Database Design and Optimization Guide

Effective database design and optimization are crucial for application performance and scalability. This guide covers everything from fundamental design principles to advanced optimization techniques, helping you build efficient, maintainable database systems.

1. Database Design Fundamentals

Normalization vs. Denormalization

Understanding when to normalize and when to denormalize is critical for optimal database design:

When to Normalize:

High data integrity requirements (financial systems)
Frequent updates and deletes
Storage space is limited
Data consistency is paramount

When to Denormalize:

Read-heavy workloads (analytics, reporting)
Performance is critical
Data is relatively static
Complex join operations are frequent

Entity Relationship Design

Start with a well-designed entity relationship model to avoid future performance issues:

-- Example: E-commerce database design

-- Users table (normalized)
CREATE TABLE users (
    id BIGINT PRIMARY KEY,
    email VARCHAR(255) UNIQUE NOT NULL,
    password_hash VARCHAR(255) NOT NULL,
    created_at TIMESTAMP DEFAULT CURRENT_TIMESTAMP,
    updated_at TIMESTAMP DEFAULT CURRENT_TIMESTAMP ON UPDATE CURRENT_TIMESTAMP,
    
    INDEX idx_email (email),
    INDEX idx_created_at (created_at)
);

-- Products table
CREATE TABLE products (
    id BIGINT PRIMARY KEY,
    name VARCHAR(255) NOT NULL,
    description TEXT,
    price DECIMAL(10,2) NOT NULL,
    category_id BIGINT,
    created_at TIMESTAMP DEFAULT CURRENT_TIMESTAMP,
    
    INDEX idx_category (category_id),
    INDEX idx_price (price),
    INDEX idx_name (name),
    FOREIGN KEY (category_id) REFERENCES categories(id)
);

-- Orders table (denormalized for performance)
CREATE TABLE orders (
    id BIGINT PRIMARY KEY,
    user_id BIGINT NOT NULL,
    user_email VARCHAR(255), -- Denormalized for faster queries
    total_amount DECIMAL(10,2) NOT NULL,
    status ENUM('pending', 'processing', 'shipped', 'delivered') DEFAULT 'pending',
    created_at TIMESTAMP DEFAULT CURRENT_TIMESTAMP,
    
    INDEX idx_user_id (user_id),
    INDEX idx_status (status),
    INDEX idx_created_at (created_at),
    INDEX idx_user_status (user_id, status),
    FOREIGN KEY (user_id) REFERENCES users(id)
);

2. Indexing Strategies

Proper indexing is one of the most effective ways to improve database performance.
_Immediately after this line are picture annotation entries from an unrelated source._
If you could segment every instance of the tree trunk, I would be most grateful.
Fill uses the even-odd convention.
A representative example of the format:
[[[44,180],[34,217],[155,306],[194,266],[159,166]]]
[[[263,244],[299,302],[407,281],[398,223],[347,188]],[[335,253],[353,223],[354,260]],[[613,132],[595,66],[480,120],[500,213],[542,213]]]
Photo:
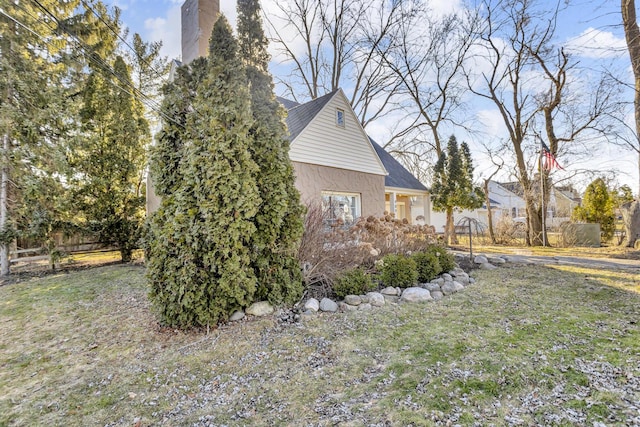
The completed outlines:
[[[5,241],[0,242],[0,277],[9,275],[9,242],[6,241],[7,235],[5,233],[9,225],[7,217],[7,185],[9,183],[8,161],[9,134],[5,133],[2,137],[2,171],[0,171],[0,232],[3,233]]]
[[[636,241],[640,239],[640,200],[625,203],[620,207],[620,212],[622,213],[625,231],[623,244],[632,248]]]
[[[627,40],[627,50],[631,59],[631,68],[635,80],[635,96],[633,105],[635,110],[636,138],[638,139],[638,171],[640,172],[640,29],[636,18],[635,0],[621,0],[622,22],[624,35]],[[638,176],[640,191],[640,175]]]
[[[456,236],[456,225],[453,222],[453,208],[447,208],[447,226],[445,230],[445,241],[447,244],[457,245],[458,236]]]
[[[491,175],[493,177],[494,174]],[[484,199],[485,204],[487,205],[487,226],[489,227],[489,237],[491,237],[491,243],[495,245],[496,242],[496,233],[493,231],[493,213],[491,212],[491,198],[489,197],[489,182],[491,181],[491,177],[489,179],[484,180]]]

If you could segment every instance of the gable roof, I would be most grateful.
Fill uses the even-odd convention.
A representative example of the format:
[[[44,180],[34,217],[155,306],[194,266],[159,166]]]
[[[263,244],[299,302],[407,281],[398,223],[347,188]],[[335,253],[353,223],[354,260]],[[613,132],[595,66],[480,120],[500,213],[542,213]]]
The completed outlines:
[[[524,191],[522,190],[522,185],[517,181],[515,181],[515,182],[496,182],[496,184],[498,184],[499,186],[501,186],[505,190],[512,192],[513,194],[515,194],[518,197],[524,197]]]
[[[371,145],[375,148],[378,157],[382,161],[384,168],[389,172],[384,178],[385,187],[406,188],[408,190],[429,191],[418,179],[413,176],[402,164],[397,161],[391,154],[387,153],[384,148],[379,146],[371,137],[369,137]]]
[[[336,89],[326,95],[316,98],[304,104],[278,97],[278,101],[289,111],[287,116],[287,127],[289,128],[289,140],[293,141],[307,127],[309,123],[318,115],[333,95],[340,90]]]
[[[293,107],[297,107],[298,105],[300,105],[300,103],[299,103],[299,102],[292,101],[292,100],[290,100],[290,99],[283,98],[283,97],[281,97],[281,96],[276,96],[276,100],[277,100],[280,104],[282,104],[282,106],[283,106],[285,109],[287,109],[287,110],[290,110],[290,109],[292,109]]]

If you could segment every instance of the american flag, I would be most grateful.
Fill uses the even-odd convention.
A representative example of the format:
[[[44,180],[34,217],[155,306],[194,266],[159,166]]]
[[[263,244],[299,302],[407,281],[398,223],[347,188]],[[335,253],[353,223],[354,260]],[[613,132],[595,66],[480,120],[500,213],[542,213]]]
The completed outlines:
[[[555,156],[551,153],[551,150],[549,150],[549,147],[547,147],[544,141],[540,141],[540,144],[542,145],[542,155],[544,156],[544,163],[542,165],[544,170],[550,171],[553,168],[564,170],[564,168],[560,166]]]

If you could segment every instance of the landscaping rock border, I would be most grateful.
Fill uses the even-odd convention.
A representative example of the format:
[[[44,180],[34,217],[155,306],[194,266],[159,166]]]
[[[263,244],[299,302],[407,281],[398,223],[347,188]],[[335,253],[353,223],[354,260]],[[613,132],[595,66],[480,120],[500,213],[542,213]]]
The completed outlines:
[[[428,283],[420,283],[405,289],[388,286],[378,292],[368,292],[365,295],[347,295],[342,301],[333,301],[330,298],[322,298],[321,301],[318,301],[316,298],[309,298],[301,307],[300,312],[302,315],[308,316],[318,312],[335,313],[371,310],[374,307],[382,307],[386,304],[439,301],[446,296],[463,291],[466,287],[476,282],[468,272],[460,268],[461,261],[469,262],[469,256],[462,254],[456,254],[455,256],[456,268],[448,273],[441,274]],[[492,270],[505,264],[506,261],[505,257],[487,257],[479,254],[474,257],[472,265],[475,268]],[[259,301],[249,307],[246,314],[259,317],[273,312],[274,308],[267,301]],[[244,312],[238,311],[229,320],[242,320],[245,318],[244,314]],[[296,314],[290,320],[298,321],[300,317],[300,315]]]

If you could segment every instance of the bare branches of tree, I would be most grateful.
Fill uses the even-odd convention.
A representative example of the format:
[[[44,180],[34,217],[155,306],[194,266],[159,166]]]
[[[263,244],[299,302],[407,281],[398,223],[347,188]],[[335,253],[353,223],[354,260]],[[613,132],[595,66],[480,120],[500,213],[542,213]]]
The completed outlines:
[[[565,6],[482,1],[486,25],[478,34],[478,51],[484,53],[474,62],[483,71],[467,74],[471,91],[493,103],[508,131],[527,206],[527,244],[533,245],[544,241],[540,187],[546,192],[551,184],[549,170],[537,161],[540,142],[546,140],[553,156],[569,150],[584,154],[584,144],[596,135],[606,137],[618,106],[615,82],[605,73],[580,69],[556,43],[558,13]],[[594,79],[595,85],[582,90]]]
[[[421,2],[284,0],[266,16],[277,56],[290,72],[286,95],[315,99],[339,87],[363,126],[394,111],[401,85],[381,58]]]
[[[638,28],[638,19],[636,17],[635,0],[621,0],[620,3],[624,35],[635,80],[633,101],[635,132],[632,133],[635,138],[628,140],[628,142],[629,146],[638,153],[638,179],[640,181],[640,28]]]

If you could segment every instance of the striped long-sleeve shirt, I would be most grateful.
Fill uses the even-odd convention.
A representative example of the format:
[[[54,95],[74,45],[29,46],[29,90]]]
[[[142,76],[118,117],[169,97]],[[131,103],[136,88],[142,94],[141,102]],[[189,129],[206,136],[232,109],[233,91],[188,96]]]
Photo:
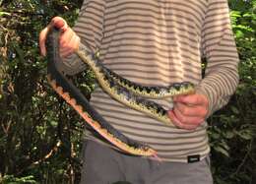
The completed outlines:
[[[226,0],[85,0],[74,30],[124,78],[145,86],[195,84],[209,99],[209,115],[226,104],[237,86],[238,57]],[[64,68],[75,74],[84,65],[66,61]],[[190,155],[202,158],[210,152],[206,122],[194,131],[165,126],[113,100],[100,88],[91,103],[116,129],[147,143],[164,160],[186,162]]]

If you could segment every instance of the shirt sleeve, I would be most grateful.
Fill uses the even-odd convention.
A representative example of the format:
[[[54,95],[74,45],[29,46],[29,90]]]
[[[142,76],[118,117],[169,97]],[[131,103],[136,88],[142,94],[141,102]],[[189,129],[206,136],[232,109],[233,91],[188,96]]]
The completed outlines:
[[[79,13],[78,21],[73,27],[80,36],[80,46],[87,46],[92,52],[100,47],[103,35],[103,15],[105,1],[85,0]],[[73,54],[63,59],[62,70],[69,75],[75,75],[86,68],[81,59]]]
[[[202,34],[207,67],[197,92],[208,97],[210,116],[228,102],[238,84],[239,59],[226,0],[209,1]]]

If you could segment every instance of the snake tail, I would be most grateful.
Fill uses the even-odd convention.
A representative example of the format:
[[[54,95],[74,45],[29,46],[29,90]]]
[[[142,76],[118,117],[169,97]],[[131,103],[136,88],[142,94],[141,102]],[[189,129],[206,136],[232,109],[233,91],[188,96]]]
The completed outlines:
[[[155,156],[157,152],[151,147],[129,139],[112,127],[97,111],[91,106],[84,94],[58,69],[59,31],[51,29],[47,34],[47,80],[52,89],[101,137],[121,151],[134,155]]]

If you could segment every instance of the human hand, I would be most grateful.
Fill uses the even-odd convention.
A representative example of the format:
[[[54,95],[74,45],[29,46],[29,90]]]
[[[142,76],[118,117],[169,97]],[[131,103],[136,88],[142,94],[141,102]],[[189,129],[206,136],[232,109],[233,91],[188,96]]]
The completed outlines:
[[[179,128],[194,130],[201,125],[209,110],[208,98],[199,93],[173,97],[174,107],[168,116]]]
[[[66,21],[60,17],[54,17],[50,24],[40,31],[39,34],[39,47],[42,56],[46,55],[45,40],[46,35],[51,28],[57,28],[60,30],[61,34],[59,37],[59,51],[60,57],[65,58],[79,47],[80,37],[75,31],[69,28]]]

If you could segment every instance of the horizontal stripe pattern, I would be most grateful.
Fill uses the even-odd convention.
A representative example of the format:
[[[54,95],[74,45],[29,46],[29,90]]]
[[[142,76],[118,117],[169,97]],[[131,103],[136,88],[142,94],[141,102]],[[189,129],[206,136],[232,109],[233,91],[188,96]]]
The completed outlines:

Understanding different index types and when to use them is essential.

Index Types and Use Cases

Index Type	Best For	Example
B-Tree (Default)	Range queries, ordering, equality	WHERE age BETWEEN 18 AND 65
Hash Index	Exact equality lookups	WHERE user_id = 12345
Full-Text Index	Text search queries	MATCH(title) AGAINST('search term')
Partial Index	Conditional indexing	WHERE status = 'active'
Composite Index	Multiple column queries	WHERE user_id = ? AND status = ?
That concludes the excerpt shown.